7. Relation to adjacent benchmarks and limitations
MulTaBench occupies a specific niche among recent tabular benchmarks. It differs from MultiTab, which evaluates supervised tabular learning across 196 datasets and seven regime axes using normalized error and explicit thresholds (Lee et al., 20 May 2025). It also differs from MultiTab-Bench, the synthetic multitask tabular dataset generator associated with MultiTab-Net, which controls task count, pairwise task correlations, relative task complexity, and task-specific noise for multitask regression experiments (Sinodinos et al., 13 Nov 2025). Although the names are similar and the alias “MulTaBench” is sometimes applied to those resources, their goals are distinct: MultiTab studies inductive bias across tabular data regimes, MultiTab-Bench studies multitask dynamics in synthetic tabular settings, and MulTaBench studies multimodal tabular prediction with target-aware representations (Lee et al., 20 May 2025, Sinodinos et al., 13 Nov 2025, Arazi et al., 11 May 2026).
It also differs from MMTBench, which evaluates question answering and reasoning over complex multimodal tables with interleaved charts, maps, logos, and other images (Titiya et al., 27 May 2025), and from MTBench, which targets massively parallelized multi-task reinforcement learning for robotics (Joshi et al., 31 Jul 2025). The overlap is thus nominal rather than methodological.
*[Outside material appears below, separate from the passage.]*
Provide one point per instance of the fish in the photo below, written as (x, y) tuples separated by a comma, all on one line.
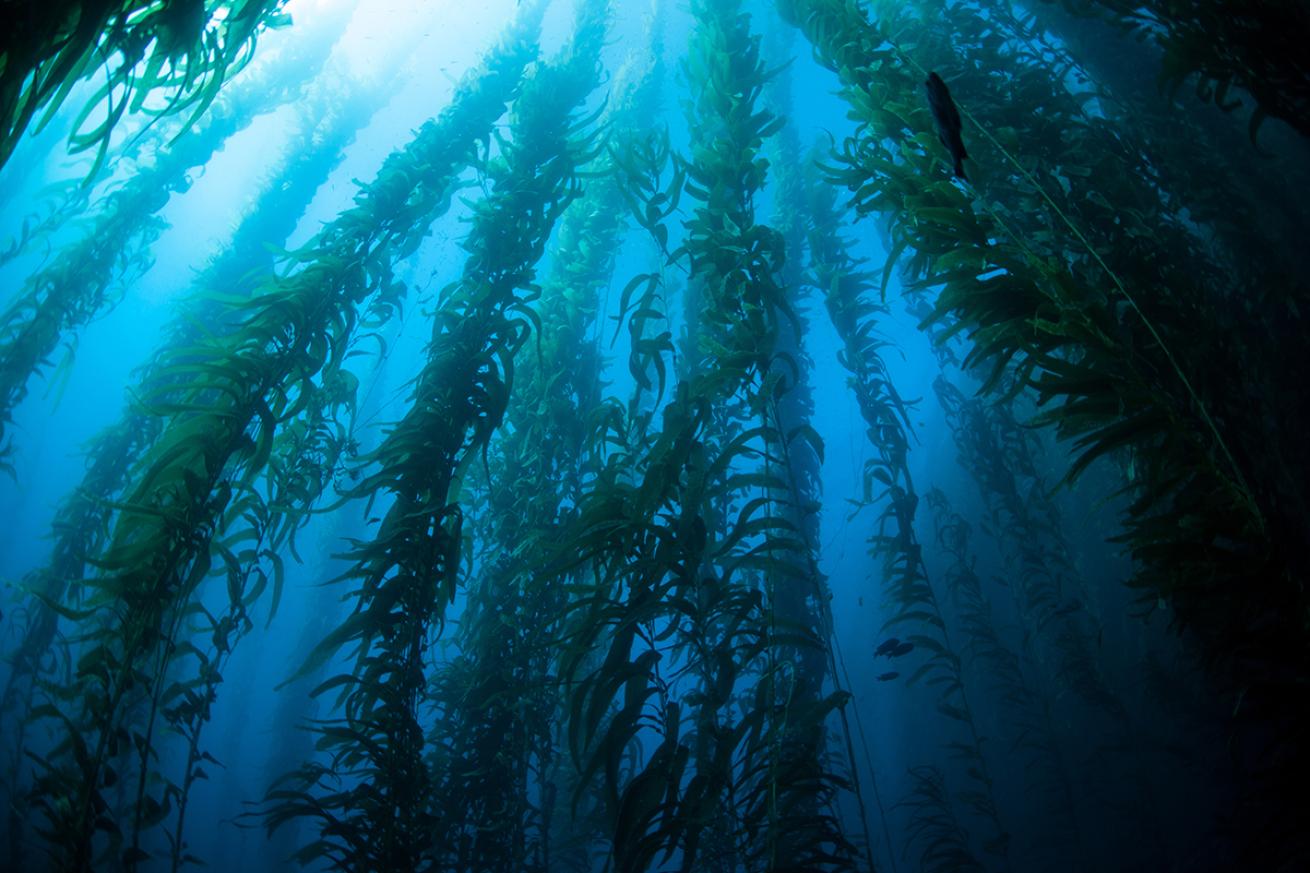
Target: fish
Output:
[(947, 118), (886, 646)]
The limitations stated for MulTaBench are consequential. The curation process entangles dataset selection with a specific algorithmic solution, namely LoRA TAR on the last 3 encoder layers, so models used in curation cannot be fairly ranked on a benchmark whose datasets were selected for their success criteria (Arazi et al., 11 May 2026). TAR also imposes notable runtime and memory costs, especially for text with multiple columns, making full hyperparameter optimization with per-fold TAR impractical. Despite being described as the largest image–tabular benchmark to date, the benchmark still underrepresents many domains such as audio, video, and genomics, and more trimodal datasets are needed (Arazi et al., 11 May 2026).
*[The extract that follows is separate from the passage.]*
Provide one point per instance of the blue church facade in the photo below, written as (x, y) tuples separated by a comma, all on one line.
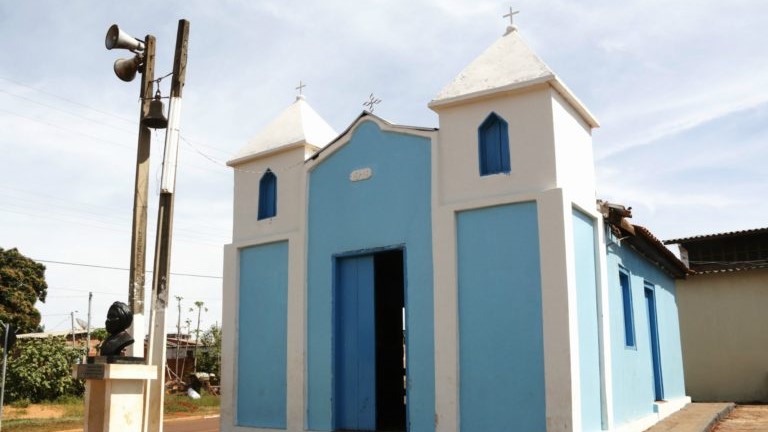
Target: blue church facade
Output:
[(453, 279)]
The future directions proposed in the paper center on “true Multimodal Tabular Foundation Models” that jointly model text, image, and tabular data while retaining the robustness characteristics associated with PFN and ICL approaches (Arazi et al., 11 May 2026). Promising paths include architectures that couple PFN-style in-context tabular learning with target-aware multimodal encoders, synthetic training priors extended to multimodal features, and dedicated text–image–tabular benchmarks with cross-tabular self-supervised pretraining (Arazi et al., 11 May 2026). This suggests that MulTaBench functions both as a benchmark and as a stress test for whether multimodal tabular methods genuinely exploit complementary unstructured signal rather than merely appending frozen embeddings.